I have.
Jack Cashill seems to admire the skill in the language of DOMF, aside from the authorship issue.
He qualified that, I believe. He admires the quality of some of the language employed in "Dreams from My Father," but finds much of it confusing -- and probably purposely so -- as well as boring in needless details and endless conversations. It's the kind of book in which you'll be hard-pressed to go back and find some reference or passage once you've read it, because there's not much logical order to it. A pad of annotated post-it notes is essential if you plan on finding any passages quickly.
It sounded like one big long leftist rant about how terrible American society is, which seems very boring.

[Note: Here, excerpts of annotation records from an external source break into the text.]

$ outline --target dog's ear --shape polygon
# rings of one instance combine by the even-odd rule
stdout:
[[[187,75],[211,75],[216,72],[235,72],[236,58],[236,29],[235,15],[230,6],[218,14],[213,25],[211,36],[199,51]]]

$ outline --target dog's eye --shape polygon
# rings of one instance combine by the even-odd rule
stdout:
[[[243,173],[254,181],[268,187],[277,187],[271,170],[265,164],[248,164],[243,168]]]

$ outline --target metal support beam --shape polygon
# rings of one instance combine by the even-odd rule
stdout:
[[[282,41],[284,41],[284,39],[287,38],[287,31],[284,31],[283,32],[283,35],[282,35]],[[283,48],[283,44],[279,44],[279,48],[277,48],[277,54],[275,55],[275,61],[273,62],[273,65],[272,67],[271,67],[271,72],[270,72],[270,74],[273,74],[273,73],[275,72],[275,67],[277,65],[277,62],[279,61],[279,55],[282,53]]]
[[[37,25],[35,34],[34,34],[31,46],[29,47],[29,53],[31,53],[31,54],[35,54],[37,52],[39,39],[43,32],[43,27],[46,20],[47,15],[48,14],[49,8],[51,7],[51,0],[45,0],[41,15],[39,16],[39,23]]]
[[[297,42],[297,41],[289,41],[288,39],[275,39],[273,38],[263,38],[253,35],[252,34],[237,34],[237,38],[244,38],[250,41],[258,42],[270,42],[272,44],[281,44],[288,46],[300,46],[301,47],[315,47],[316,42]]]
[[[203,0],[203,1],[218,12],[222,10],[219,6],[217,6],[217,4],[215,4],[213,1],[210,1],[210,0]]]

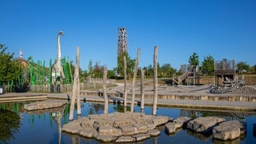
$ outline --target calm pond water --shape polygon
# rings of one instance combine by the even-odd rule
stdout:
[[[62,108],[47,111],[26,112],[24,102],[0,103],[0,143],[99,143],[94,139],[88,139],[78,135],[62,133],[61,126],[69,122],[69,104]],[[82,116],[91,114],[102,114],[102,103],[83,102]],[[129,110],[129,107],[128,107]],[[140,112],[140,107],[134,108]],[[109,112],[122,112],[120,105],[110,104]],[[151,114],[152,109],[146,106],[145,114]],[[76,114],[76,111],[75,113]],[[164,126],[158,127],[161,134],[139,143],[256,143],[256,134],[254,134],[253,123],[256,123],[256,112],[226,112],[199,110],[186,110],[170,107],[158,107],[158,115],[170,118],[180,116],[205,117],[218,116],[226,120],[238,119],[247,123],[247,134],[245,137],[230,142],[214,140],[211,135],[204,136],[188,130],[179,130],[175,134],[168,135]],[[76,118],[76,114],[74,114]]]

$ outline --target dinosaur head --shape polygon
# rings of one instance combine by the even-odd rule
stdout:
[[[59,31],[58,35],[64,35],[64,32],[63,31]]]

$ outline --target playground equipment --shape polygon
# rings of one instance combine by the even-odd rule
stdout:
[[[60,45],[60,37],[64,35],[63,31],[60,31],[57,36],[57,60],[55,63],[51,67],[51,85],[50,92],[54,92],[54,85],[57,86],[57,92],[60,93],[60,84],[62,79],[65,79],[65,75],[63,72],[63,67],[61,65],[61,45]]]
[[[193,85],[199,83],[199,66],[193,65],[182,65],[181,66],[181,74],[178,77],[174,75],[173,85],[177,84],[185,84],[190,83]]]
[[[210,90],[210,93],[227,93],[245,85],[243,76],[237,75],[234,60],[216,61],[214,74],[215,86]]]

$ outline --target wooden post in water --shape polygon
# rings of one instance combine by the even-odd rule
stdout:
[[[135,90],[134,90],[134,85],[135,81],[137,78],[137,71],[138,71],[138,62],[139,62],[139,55],[141,53],[141,49],[138,49],[137,50],[137,58],[136,58],[136,63],[134,66],[134,79],[133,79],[133,86],[132,86],[132,97],[131,97],[131,104],[130,104],[130,111],[133,113],[134,110],[134,101],[135,101]]]
[[[72,98],[70,102],[70,120],[74,119],[74,109],[75,99],[77,99],[78,114],[81,114],[81,104],[80,104],[80,88],[79,88],[79,55],[80,47],[77,48],[76,63],[74,74],[74,83],[72,90]]]
[[[126,56],[123,56],[123,74],[124,74],[124,106],[127,106],[127,75],[126,75]]]
[[[144,70],[141,70],[141,110],[144,110]]]
[[[154,99],[153,99],[153,109],[152,114],[157,114],[158,105],[158,47],[154,46]]]
[[[109,109],[109,99],[107,98],[106,94],[106,76],[107,76],[107,68],[104,66],[103,70],[103,81],[102,81],[102,90],[103,90],[103,96],[104,96],[104,114],[108,113]]]

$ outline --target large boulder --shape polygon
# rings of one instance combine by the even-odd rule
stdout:
[[[94,128],[84,128],[79,130],[79,135],[86,138],[94,138],[97,130]]]
[[[98,135],[121,136],[122,130],[112,126],[102,126],[98,129]]]
[[[80,121],[74,120],[70,122],[70,123],[63,125],[62,130],[70,134],[79,134],[82,129]]]
[[[196,132],[208,133],[213,127],[225,119],[218,117],[199,117],[190,121],[186,127]]]
[[[133,138],[131,136],[122,136],[119,137],[117,140],[115,140],[115,142],[136,142],[136,138]]]
[[[145,140],[145,139],[150,138],[150,134],[138,134],[134,135],[133,137],[135,138],[136,141],[138,142],[138,141],[142,141],[142,140]]]
[[[180,117],[178,118],[173,122],[170,122],[166,124],[165,130],[167,134],[174,134],[176,132],[177,129],[179,129],[183,126],[188,121],[190,121],[191,118],[189,117]]]
[[[214,127],[213,134],[214,138],[226,141],[239,138],[241,134],[245,134],[246,131],[246,123],[232,120],[222,122]]]
[[[138,128],[131,126],[119,126],[122,130],[122,135],[133,135],[138,134]]]
[[[117,139],[117,137],[111,135],[96,135],[95,138],[100,142],[111,142],[115,141]]]

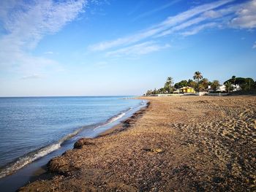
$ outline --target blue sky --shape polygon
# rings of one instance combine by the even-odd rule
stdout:
[[[140,95],[256,79],[256,1],[0,1],[0,96]]]

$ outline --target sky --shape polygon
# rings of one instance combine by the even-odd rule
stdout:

Make that repeated soliloquies on the problem of race, racists and inequities caused by race -- launched on the flimsiest of excuses. For example, he writes of his parents' marriage and his birth in Hawaii, then launches into a history of miscegenation (interacial marriage) and racial discrimination against blacks -- but there were never any laws against miscegenation in Hawaii, and even his mentor, Frank Marshall Davis, wrote extensively about how Hawaii was relatively free of discrimination against blacks; in fact, to Davis' delight, whites (haoles) were more likely to encounter discrimination there during the era Obama was born and grew up.
In general, the book raises more questions than it answers, and I doubt that many people, including the media, have slogged through the entire thing, page by page, until the merciful end.
One thing many people don’t point out (with regard to the soliloquies on race, etc.) is how obviously influenced the book is by things that would not have influenced Obama, but would have been very significant to Ayers, who is about 15 years older, in other words, a different generation. The rants in Dreams seem to be very much influenced by Frantz Fanon, and even by Jean Genet and other French writers, who had built a cult of the heroic alienated criminal black male, sometimes a political terrorist, and sometimes not officially so. But it counted anyway, because the personal was the political, and therefore people like Eldridge Cleaver could claim that raping white women was a political act because it was meant to punish white men, who were, of course, the oppressors.
Be that as it may, by the time Obama decided that he had found a hook by identifying himself as black, those writers had passed their glory days. But not for whoever wrote Obama’s book.